La marche continue des économies d’actifs ouverts et du partage

Changements comportementaux à long terme

Changements comportementaux à court terme

Le changement de comportement le plus évident de l’année écoulée est le temps croissant que nous passons en ligne et dans les mondes virtuels. Mais le plus important est la déstigmatisation de ce temps. Pendant des décennies, les « joueurs » ont créé de « faux » avatars et passé leur temps libre dans des mondes numériques en accomplissant des tâches diverses et en poursuivant des objectifs non liés au jeu, comme la conception d’une pièce dans Second Life (au lieu de tuer un terroriste dans Counter-Strike). Une grande partie de la société, si ce n’est la majorité, considérait ces efforts comme bizarres, inutiles ou antisociaux (quand ils ne les méprisaient pas carrément). Certains y voyaient la version moderne d’un homme adulte construisant un train dans son sous-sol.

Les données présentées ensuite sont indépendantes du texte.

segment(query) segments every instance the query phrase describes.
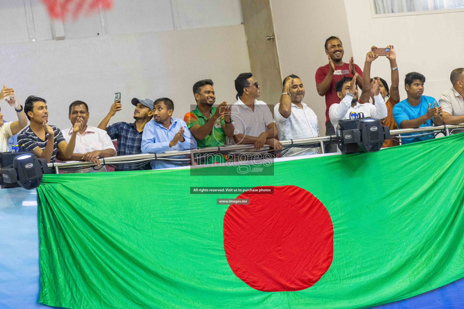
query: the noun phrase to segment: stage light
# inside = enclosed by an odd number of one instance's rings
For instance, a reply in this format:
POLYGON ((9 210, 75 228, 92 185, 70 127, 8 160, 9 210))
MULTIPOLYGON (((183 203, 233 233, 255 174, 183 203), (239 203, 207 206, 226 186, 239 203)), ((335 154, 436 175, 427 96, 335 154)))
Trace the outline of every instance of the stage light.
POLYGON ((343 154, 378 151, 390 139, 390 127, 382 126, 378 119, 340 120, 337 128, 338 148, 343 154))
POLYGON ((13 159, 13 166, 0 170, 3 181, 7 183, 17 182, 25 189, 30 190, 39 187, 43 174, 50 171, 45 159, 37 158, 33 154, 19 155, 13 159))

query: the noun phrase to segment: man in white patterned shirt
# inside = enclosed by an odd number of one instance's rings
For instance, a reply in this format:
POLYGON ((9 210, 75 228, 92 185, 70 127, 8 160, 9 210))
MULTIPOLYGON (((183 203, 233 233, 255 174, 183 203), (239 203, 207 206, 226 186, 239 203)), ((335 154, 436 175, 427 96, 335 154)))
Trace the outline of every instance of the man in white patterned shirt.
MULTIPOLYGON (((82 128, 77 133, 76 137, 76 146, 71 158, 63 158, 58 151, 58 158, 62 161, 84 160, 88 162, 93 162, 100 166, 99 158, 112 157, 116 155, 111 139, 104 130, 88 126, 90 114, 89 107, 85 102, 74 101, 69 106, 69 120, 73 126, 77 121, 83 123, 82 128)), ((63 130, 63 137, 66 141, 71 138, 72 128, 63 130)), ((94 169, 92 167, 79 169, 70 171, 71 173, 86 173, 88 172, 106 171, 104 166, 94 169)), ((66 173, 66 172, 65 172, 66 173)))
MULTIPOLYGON (((453 87, 443 93, 438 103, 443 108, 445 123, 447 125, 458 125, 464 122, 464 68, 453 70, 450 79, 453 87)), ((453 133, 463 132, 464 130, 452 131, 453 133)))
MULTIPOLYGON (((274 107, 274 119, 279 132, 279 139, 286 140, 319 136, 317 116, 302 101, 304 97, 303 83, 292 74, 284 80, 280 102, 274 107)), ((292 147, 283 157, 319 153, 319 148, 292 147)))

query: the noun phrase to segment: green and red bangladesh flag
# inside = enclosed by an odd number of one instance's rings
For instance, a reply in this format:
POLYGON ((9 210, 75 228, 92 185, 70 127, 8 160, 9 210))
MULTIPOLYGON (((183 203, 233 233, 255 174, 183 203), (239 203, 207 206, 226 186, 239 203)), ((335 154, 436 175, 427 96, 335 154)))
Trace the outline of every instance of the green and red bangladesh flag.
POLYGON ((333 309, 429 291, 464 277, 463 150, 461 134, 275 162, 274 176, 44 175, 39 302, 333 309))

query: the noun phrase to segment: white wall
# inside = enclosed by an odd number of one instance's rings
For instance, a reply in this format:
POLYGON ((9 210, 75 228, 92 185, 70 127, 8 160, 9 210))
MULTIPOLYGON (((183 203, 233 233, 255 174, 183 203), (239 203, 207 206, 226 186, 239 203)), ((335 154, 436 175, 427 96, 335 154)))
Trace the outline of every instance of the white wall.
MULTIPOLYGON (((410 72, 425 76, 425 95, 438 100, 451 88, 451 71, 464 67, 464 12, 437 11, 435 14, 373 18, 369 0, 345 0, 345 3, 355 58, 365 59, 373 45, 394 46, 401 99, 406 97, 404 77, 410 72)), ((379 75, 389 84, 388 65, 387 60, 376 60, 371 76, 379 75)))
MULTIPOLYGON (((301 78, 306 91, 303 102, 316 113, 319 134, 325 135, 325 100, 317 94, 315 76, 318 68, 328 63, 324 43, 330 36, 338 36, 343 42, 345 62, 352 56, 344 3, 271 0, 271 3, 282 77, 293 74, 301 78)), ((354 58, 361 69, 364 59, 354 58)))
MULTIPOLYGON (((31 95, 47 100, 50 123, 63 129, 71 126, 68 107, 77 100, 89 105, 89 123, 98 125, 115 92, 121 92, 123 109, 111 123, 133 121, 135 97, 170 97, 174 116, 183 119, 195 104, 192 87, 204 78, 215 82, 219 102, 235 101, 233 81, 250 70, 239 1, 173 1, 180 16, 174 22, 168 0, 117 0, 103 15, 67 20, 65 39, 54 40, 44 7, 32 0, 37 39, 30 42, 22 1, 0 0, 0 84, 13 87, 22 103, 31 95), (181 30, 173 30, 174 24, 181 30)), ((16 119, 0 104, 5 119, 16 119)))
MULTIPOLYGON (((213 79, 218 102, 232 103, 234 80, 250 71, 242 25, 4 44, 0 62, 0 83, 22 102, 30 95, 47 100, 49 122, 61 128, 71 126, 68 107, 77 100, 89 105, 89 123, 98 125, 118 92, 123 109, 112 122, 132 121, 135 97, 170 97, 183 119, 195 104, 195 82, 213 79)), ((4 118, 14 120, 1 104, 4 118)))

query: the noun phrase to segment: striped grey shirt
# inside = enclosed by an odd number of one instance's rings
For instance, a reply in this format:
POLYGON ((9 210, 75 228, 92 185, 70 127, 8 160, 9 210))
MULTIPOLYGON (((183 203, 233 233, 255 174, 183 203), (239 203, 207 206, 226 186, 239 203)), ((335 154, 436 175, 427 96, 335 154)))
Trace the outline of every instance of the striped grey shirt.
MULTIPOLYGON (((52 154, 52 158, 50 159, 51 162, 55 160, 55 157, 57 155, 57 150, 58 149, 58 144, 61 142, 65 142, 66 140, 63 137, 61 131, 57 126, 50 126, 55 132, 55 143, 53 144, 53 152, 52 154)), ((47 145, 48 135, 48 133, 46 133, 45 140, 42 140, 31 130, 31 126, 29 126, 18 136, 18 145, 21 146, 24 144, 25 150, 28 151, 32 151, 36 147, 43 150, 47 145)))

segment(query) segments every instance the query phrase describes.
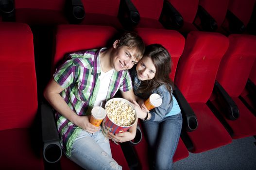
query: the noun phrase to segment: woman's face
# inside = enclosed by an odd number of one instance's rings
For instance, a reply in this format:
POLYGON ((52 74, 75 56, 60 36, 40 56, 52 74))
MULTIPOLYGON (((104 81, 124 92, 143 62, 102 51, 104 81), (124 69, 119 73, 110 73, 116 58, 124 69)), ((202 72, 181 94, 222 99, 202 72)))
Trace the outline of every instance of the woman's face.
POLYGON ((138 78, 141 81, 151 80, 154 77, 156 69, 150 57, 144 56, 136 67, 138 78))

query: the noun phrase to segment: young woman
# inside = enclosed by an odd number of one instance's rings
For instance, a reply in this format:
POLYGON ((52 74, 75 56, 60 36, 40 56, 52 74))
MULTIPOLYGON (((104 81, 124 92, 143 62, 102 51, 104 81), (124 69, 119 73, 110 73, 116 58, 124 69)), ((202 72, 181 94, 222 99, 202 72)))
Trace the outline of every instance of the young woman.
POLYGON ((160 44, 152 44, 146 47, 136 70, 131 72, 134 91, 142 108, 146 109, 143 102, 152 94, 157 93, 162 97, 160 106, 138 114, 152 151, 153 165, 151 167, 155 170, 171 169, 182 126, 181 110, 172 94, 171 66, 168 51, 160 44))

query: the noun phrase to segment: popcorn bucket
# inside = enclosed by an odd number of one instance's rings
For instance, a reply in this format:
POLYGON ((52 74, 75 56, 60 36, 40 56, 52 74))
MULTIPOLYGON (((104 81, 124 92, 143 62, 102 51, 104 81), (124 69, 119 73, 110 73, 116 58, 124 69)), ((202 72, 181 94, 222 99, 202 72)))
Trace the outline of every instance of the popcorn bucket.
MULTIPOLYGON (((107 106, 108 104, 111 102, 111 101, 122 101, 124 102, 126 102, 129 104, 133 109, 135 109, 133 106, 132 105, 132 104, 127 100, 122 99, 122 98, 113 98, 112 99, 110 99, 106 103, 105 105, 105 109, 106 109, 106 107, 107 106)), ((105 136, 107 136, 107 133, 109 132, 111 133, 112 133, 114 134, 118 134, 119 133, 123 133, 124 132, 127 131, 131 127, 132 127, 134 123, 136 122, 136 120, 137 119, 137 115, 136 114, 136 112, 135 112, 135 120, 134 122, 131 124, 129 126, 121 126, 117 124, 116 123, 115 123, 114 122, 112 122, 111 120, 109 118, 108 116, 108 113, 107 113, 107 115, 105 117, 105 118, 103 119, 102 124, 102 130, 103 133, 103 134, 105 136)))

Il est difficile d’imaginer ce qui aurait pu changer plus rapidement cette perception que COVID-19. Des millions de ces sceptiques ont désormais participé (et apprécié) des mondes virtuels et des activités telles que Animal Crossing, Fortnite ou Roblox alors qu’ils cherchaient des choses à faire, assistaient à des événements autrefois prévus dans le monde réel ou essayaient de passer du temps avec leurs enfants à l’intérieur. Non seulement cela a déstigmatisé la vie virtuelle et le « Metaverse », mais cela pourrait même signifier qu’une génération supplémentaire y participera.

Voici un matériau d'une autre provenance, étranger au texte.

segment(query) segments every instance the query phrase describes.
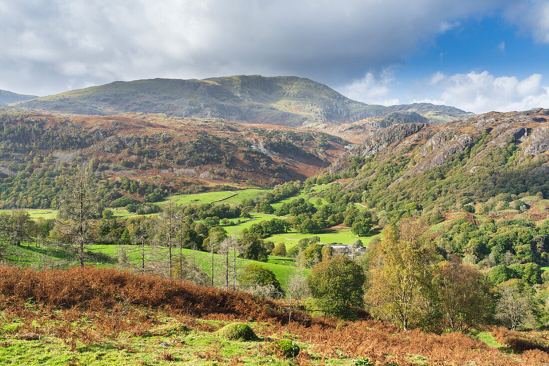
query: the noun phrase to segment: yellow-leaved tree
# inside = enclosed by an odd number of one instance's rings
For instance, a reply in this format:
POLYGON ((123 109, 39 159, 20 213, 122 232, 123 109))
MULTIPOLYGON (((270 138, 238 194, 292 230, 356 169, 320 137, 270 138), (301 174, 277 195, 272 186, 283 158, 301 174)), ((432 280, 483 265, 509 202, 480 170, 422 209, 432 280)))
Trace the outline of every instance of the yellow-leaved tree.
MULTIPOLYGON (((372 315, 410 329, 424 314, 426 292, 434 259, 432 247, 422 243, 421 221, 403 220, 389 226, 370 253, 368 290, 365 300, 372 315)), ((428 297, 428 296, 427 296, 428 297)))

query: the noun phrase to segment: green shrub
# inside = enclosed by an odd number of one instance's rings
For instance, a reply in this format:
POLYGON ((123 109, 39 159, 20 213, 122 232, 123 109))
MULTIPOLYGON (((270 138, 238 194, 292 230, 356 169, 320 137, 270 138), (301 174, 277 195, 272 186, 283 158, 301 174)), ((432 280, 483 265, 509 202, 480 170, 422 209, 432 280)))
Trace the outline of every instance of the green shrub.
POLYGON ((299 346, 293 341, 284 340, 276 343, 276 347, 284 352, 287 357, 296 357, 299 354, 299 346))
POLYGON ((370 362, 370 360, 367 357, 361 357, 355 360, 356 366, 372 366, 374 364, 370 362))
POLYGON ((222 338, 240 341, 253 341, 257 336, 248 324, 243 323, 232 323, 227 324, 216 332, 222 338))

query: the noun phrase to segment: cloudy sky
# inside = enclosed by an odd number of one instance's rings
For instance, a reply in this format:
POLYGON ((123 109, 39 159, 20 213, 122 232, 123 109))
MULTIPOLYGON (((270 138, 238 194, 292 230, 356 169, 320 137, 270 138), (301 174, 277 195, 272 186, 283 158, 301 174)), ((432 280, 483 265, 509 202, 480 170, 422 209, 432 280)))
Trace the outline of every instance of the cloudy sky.
POLYGON ((0 89, 296 75, 368 103, 549 107, 549 0, 0 0, 0 89))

C’est un peu comme une épicerie en ligne. Des millions de consommateurs connaissent l’existence de ce service depuis des années mais ont refusé de l’essayer parce qu’ils pensaient que s’ils ne choisissaient pas eux-mêmes leurs produits, ils arriveraient gâtés, endommagés ou inacceptables. Pour ces clients, même si les pommes n’étaient pas abîmées, elles étaient simplement « mauvaises ». Et surtout, il n’y avait pas de marketing ou de Net Promoters Score pour surmonter cela. Mais le coronavirus a forcé beaucoup de ces récalcitrants à utiliser la livraison de produits alimentaires depuis des mois maintenant. En conséquence, ces clients ont découvert qu’en fait, leurs courses sont bonnes et que le processus n’est pas seulement facile mais agréable. Certains reviendront à l’achat en personne, mais pas tous, ni tout le temps.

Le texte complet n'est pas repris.